E as roupas? E a chatura de carregar sempre dúzias de apetrechos a mais pendurados sobre o seu corpo? E o saco que é ter que tirar luvas, chapéu/gorro, cachecol, casaco, malha de lã, toda vez que se entra em um lugar aquecido? E o outro saco que é ter que botar tudo isso de novo quando se sai do lugar aquecido? E os cabelos, que não secam nem com reza forte? (lembrem-se que cabelo ruim e secador são coisas incompatíveis). Eu saio na rua de cabelo molhado mesmo, não tô nem aí. No máximo taco minha boina cinza por cima, mas normalmente não uso nada. Os italianos ficam todos escandalizados achando que eu vou pegar pneumonia.
(E aqui faço um adendo de caráter estritamente pessoal: chapéu é que nem pé, não existe UM bonito sequer).
E as mãos descascando, por mais creme Neutrogena formulado para pescadores noruegueses que eu passe? E a dor nas articulações dos pés, que começa com uma coceirinha básica e depois vira um joanete vermelho?

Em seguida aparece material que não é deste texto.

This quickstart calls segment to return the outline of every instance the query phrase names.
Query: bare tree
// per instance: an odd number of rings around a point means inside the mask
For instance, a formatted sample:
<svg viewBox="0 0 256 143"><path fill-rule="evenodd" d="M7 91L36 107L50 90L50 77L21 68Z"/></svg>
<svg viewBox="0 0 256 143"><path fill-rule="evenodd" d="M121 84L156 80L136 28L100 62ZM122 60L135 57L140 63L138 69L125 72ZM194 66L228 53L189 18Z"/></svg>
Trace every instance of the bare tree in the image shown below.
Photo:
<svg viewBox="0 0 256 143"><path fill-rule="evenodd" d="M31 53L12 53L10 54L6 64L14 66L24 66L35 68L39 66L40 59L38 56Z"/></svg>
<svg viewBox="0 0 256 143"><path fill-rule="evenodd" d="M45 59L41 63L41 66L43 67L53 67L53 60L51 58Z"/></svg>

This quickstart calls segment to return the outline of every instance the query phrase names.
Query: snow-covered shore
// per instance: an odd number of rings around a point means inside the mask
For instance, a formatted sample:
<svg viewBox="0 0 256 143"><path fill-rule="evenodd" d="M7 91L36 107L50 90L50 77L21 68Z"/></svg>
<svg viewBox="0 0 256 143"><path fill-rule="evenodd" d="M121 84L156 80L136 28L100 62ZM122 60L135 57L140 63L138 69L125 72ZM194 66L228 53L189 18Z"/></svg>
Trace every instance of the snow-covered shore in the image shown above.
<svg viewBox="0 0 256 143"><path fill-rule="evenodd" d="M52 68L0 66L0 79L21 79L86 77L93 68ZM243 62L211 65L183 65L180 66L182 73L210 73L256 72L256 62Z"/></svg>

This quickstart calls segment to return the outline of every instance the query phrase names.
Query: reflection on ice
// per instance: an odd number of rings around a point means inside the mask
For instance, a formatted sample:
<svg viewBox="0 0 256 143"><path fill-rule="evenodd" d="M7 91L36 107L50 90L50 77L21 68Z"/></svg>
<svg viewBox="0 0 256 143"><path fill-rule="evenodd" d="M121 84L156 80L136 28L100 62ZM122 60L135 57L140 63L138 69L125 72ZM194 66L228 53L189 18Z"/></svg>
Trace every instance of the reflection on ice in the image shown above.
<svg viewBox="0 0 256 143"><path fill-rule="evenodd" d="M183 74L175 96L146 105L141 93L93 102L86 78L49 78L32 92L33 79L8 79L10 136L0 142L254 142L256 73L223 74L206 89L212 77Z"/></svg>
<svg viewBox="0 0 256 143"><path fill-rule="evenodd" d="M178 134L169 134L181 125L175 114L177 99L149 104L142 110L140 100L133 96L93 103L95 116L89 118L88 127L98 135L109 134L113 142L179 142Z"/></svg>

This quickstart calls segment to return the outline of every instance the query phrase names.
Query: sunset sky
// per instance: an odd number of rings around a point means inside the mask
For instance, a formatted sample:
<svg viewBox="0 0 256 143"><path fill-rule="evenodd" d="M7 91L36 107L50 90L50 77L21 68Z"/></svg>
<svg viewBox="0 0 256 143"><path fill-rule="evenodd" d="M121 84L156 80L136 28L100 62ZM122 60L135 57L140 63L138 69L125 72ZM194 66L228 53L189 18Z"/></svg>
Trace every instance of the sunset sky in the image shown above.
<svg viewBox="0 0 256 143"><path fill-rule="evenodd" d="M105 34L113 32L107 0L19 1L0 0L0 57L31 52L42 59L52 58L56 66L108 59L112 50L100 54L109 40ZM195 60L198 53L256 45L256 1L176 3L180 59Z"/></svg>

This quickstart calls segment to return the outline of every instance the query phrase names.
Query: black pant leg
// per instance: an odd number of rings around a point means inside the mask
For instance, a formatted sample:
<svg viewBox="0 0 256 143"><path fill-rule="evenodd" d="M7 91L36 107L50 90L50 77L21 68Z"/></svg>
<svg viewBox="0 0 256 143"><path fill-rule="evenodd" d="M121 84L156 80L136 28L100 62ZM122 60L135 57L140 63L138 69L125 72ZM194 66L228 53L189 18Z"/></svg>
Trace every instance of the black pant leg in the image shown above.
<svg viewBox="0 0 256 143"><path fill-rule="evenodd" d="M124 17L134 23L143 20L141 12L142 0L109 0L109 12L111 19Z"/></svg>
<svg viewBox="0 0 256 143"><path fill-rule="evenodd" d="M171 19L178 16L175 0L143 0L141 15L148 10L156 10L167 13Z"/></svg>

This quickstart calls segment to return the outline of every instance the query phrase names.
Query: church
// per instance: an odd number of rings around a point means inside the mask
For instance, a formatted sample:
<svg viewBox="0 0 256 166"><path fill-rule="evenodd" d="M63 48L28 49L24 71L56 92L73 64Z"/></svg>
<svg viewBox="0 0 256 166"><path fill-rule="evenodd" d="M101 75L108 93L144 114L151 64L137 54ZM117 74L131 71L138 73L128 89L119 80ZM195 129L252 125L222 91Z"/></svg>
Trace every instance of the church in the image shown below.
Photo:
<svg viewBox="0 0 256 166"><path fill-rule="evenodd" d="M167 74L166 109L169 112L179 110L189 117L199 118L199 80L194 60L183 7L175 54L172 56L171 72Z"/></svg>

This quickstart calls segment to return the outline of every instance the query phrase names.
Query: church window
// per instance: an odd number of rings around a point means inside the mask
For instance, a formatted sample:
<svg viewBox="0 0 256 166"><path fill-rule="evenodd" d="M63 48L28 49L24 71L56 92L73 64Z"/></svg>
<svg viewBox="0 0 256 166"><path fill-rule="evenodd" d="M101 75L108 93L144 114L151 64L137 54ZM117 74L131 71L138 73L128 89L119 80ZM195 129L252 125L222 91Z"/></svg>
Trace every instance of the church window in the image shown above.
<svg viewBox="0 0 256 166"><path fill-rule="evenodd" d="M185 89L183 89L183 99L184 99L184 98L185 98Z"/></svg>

E a impossibilidade de andar a pé na rua por causa do vento gelado? Essa é a pior. Eu adoro dirigir, mas como toda boa carioca sou acostumada a andar a pé pra lá e pra cá, subindo e descendo a Visconde de Pirajá pra ver as modas, parando pra comprar banana no cara que vende fruta na esquina, ou pra tomar um suco de fruta, ou um milkshake de Ovomaltine no Bobs de Ipanema vendo os pivetinhos encherem o saco dos outros na calçada; correr na Lagoa todo dia, mesmo no inverno; poder parar pra conversar com alguém que encontrei na rua sem ter que fugir pra algum lugar fechado por causa do frio. Essa prisão automobilística é horrível, horrível.